At a later meeting in the White House Situation Room, Trump began speaking, not for the first time, about his desire to make a profit from the deployment of American soldiers. Tillerson had finally had enough. The authors describe the moment. The secretary of state stood, facing away from the president and toward officers and aides in the room.
“I’ve never put on a uniform, but I know this,” the authors quote Tillerson saying. “Every person who has put on a uniform, the people in this room, they don’t do it to make a buck. They did it for their country, to protect us. I want everyone to be clear about how much we as a country value their service.”

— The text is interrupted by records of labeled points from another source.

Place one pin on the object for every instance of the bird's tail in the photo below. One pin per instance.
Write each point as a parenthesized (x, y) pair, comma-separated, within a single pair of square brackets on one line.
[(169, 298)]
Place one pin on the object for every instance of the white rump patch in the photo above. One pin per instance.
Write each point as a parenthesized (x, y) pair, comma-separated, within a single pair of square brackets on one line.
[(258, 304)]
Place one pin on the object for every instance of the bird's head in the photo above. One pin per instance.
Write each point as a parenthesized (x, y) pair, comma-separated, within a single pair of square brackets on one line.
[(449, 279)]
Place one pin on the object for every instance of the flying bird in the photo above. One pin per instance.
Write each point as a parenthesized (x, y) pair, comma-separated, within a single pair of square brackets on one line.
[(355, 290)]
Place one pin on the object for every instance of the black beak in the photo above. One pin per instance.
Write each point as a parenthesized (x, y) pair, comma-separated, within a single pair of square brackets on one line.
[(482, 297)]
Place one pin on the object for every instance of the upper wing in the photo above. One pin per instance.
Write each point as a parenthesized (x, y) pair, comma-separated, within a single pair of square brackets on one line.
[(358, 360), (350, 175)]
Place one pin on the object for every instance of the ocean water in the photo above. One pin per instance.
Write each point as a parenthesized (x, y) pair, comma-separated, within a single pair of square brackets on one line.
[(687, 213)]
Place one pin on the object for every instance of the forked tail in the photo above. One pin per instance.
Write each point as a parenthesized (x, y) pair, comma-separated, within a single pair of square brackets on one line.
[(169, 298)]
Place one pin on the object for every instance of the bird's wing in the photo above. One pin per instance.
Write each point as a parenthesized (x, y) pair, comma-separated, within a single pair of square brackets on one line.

Trump grew red in the face, but saved his fire for later. The chairman of the Joint Chiefs of Staff later called Tillerson, his voice unsteady with emotion, to thank him. There aren’t a lot of moments in “A Very Stable Genius” in which people do the right instead of the expedient thing. Some of these scenes may make the reader unsteady with emotion as well.
There’s a lot more here, amid the peeling wallpaper of the American experiment. Trump considered awarding himself the Medal of Freedom. He informed the Indian prime minister Narendra Modi, wrongly: “It’s not like you’ve got China on your border.” Photographs emerged of Colbie Holderness, one of the former White House staff secretary Rob Porter’s ex-wives, with a black eye. She said Porter gave it to her. Trump had another explanation. The authors write: “Maybe, Trump said, Holderness purposefully ran into a refrigerator to give herself bruises and try to get money out of Porter?”
There are grainy details of a physical altercation between Kelly and Corey Lewandowski. There is the belittling, by nearly everyone, of the acting chief of staff Mick Mulvaney (“He’ll take whatever I offer him”; “Mick just wants to be liked.”). There is commentary about Robert Mueller’s failure to press the president for a face-to-face interview during his investigation. There are descriptions of Mike Pence as “a wax museum guy,” able to blithely absorb any amount of insanity without comment.
In his memoir “A Good Life: Newspapering and Other Adventures,” the Washington Post editor Ben Bradlee wrote that Richard Nixon’s press secretary, Ron Ziegler, was “a small-bore man, over his head, and riding a bad horse.”
These words apply, one thinks while reading Rucker and Leonnig’s more than competent book, to nearly every adviser and staffer now in Trump’s orbit. The authors write: “The ineptitude came from the very top.”